そのため本来なら僕が一人でやることになってもおかしくはなかった。

「あはは、しょうがないよ。あの日はどうあがいても間に合わなかったし」

「それにサボることを決めたのは我々だ。君が責任を感じることはない」

「そうですが……」

 蒼美先輩も柴堂先輩も気にすることはないと言った様子で擁護してくれる。でもこうしてみんなの時間を奪っているわけで……

「では聞かせて下さい」

「え?」

「白井さんは入部届。なんと書いて出したんですか?」

 そう、確かに僕は入部届を先生に出した。

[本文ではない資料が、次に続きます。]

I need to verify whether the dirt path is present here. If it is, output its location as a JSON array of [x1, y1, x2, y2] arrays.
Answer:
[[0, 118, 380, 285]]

しかしその内容までは皆さんに言ってはないかった。


 海に行った次の日、僕はなんとなく晴れやかな気持ちだった。もちろんサボった罪悪感もあったが肩の荷が下りたように足取りは軽かった。

 もちろん友達にもクラスの人たちにも午後の授業いなかった理由をたくさん問われたが秘密とだけ答えた。

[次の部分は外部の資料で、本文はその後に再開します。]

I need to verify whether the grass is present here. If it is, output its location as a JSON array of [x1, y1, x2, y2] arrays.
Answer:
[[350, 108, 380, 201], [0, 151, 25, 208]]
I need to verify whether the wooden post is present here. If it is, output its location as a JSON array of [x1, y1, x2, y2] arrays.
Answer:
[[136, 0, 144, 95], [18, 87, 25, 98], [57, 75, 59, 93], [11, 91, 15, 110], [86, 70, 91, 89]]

 そして放課後、僕たち五人は生活指導の先生に呼び出されてしっかりとしごかれた。三十分以上に及ぶ先生の話に赤里先輩と蒼美先輩は居眠り。僕と黒崎先輩はしっかりと聞き柴堂先輩に関しては聞く傍らパソコンをいじっていた。

 そんな生活指導が終わった後、僕は担任の先生のところへ向かった。

「昨日は誠に申し訳ございませんでした」

 先生の前に立って開口一番、僕は深く頭を下げて謝罪をした。

「そんなかしこまるこったねえよ」

「でも……」

「ああいうのも経験だよ。楽しかったか?」

「……はい。とても」

「ならよかった」

 安心したように先生は僕の肩に手を置くと頷いた。

「それで、あれを持ってきたのか?」

「はい」

 カバンの中に入れていた紙を一枚取り出し先生に渡す。それを見た先生は一瞬、驚いたような表情をしたがそれから小さく笑った。

「これは。これから大変だぞ」

「はい。覚悟はできています」

 心なしか先生も嬉しそうに僕のそれを受理してくれた。


「それでなんて書いたんだ?」

 僕の回想が終わると同時に赤里先輩が聞き返してくる。ほんの一分もやっていなかったが先輩にとっては十分待たされた気分だったんだろう。

 僕はその場から立ち上がると屋根の下に置いてある自分のカバンから一枚の紙を取り出す。そしてそれを赤里先輩に渡す。

「これは?」

「見てみれば分かります」

 僕の言葉に首を傾げながら紙を受け取ると他の三人も赤里先輩の後ろから覗き込むように紙を見る。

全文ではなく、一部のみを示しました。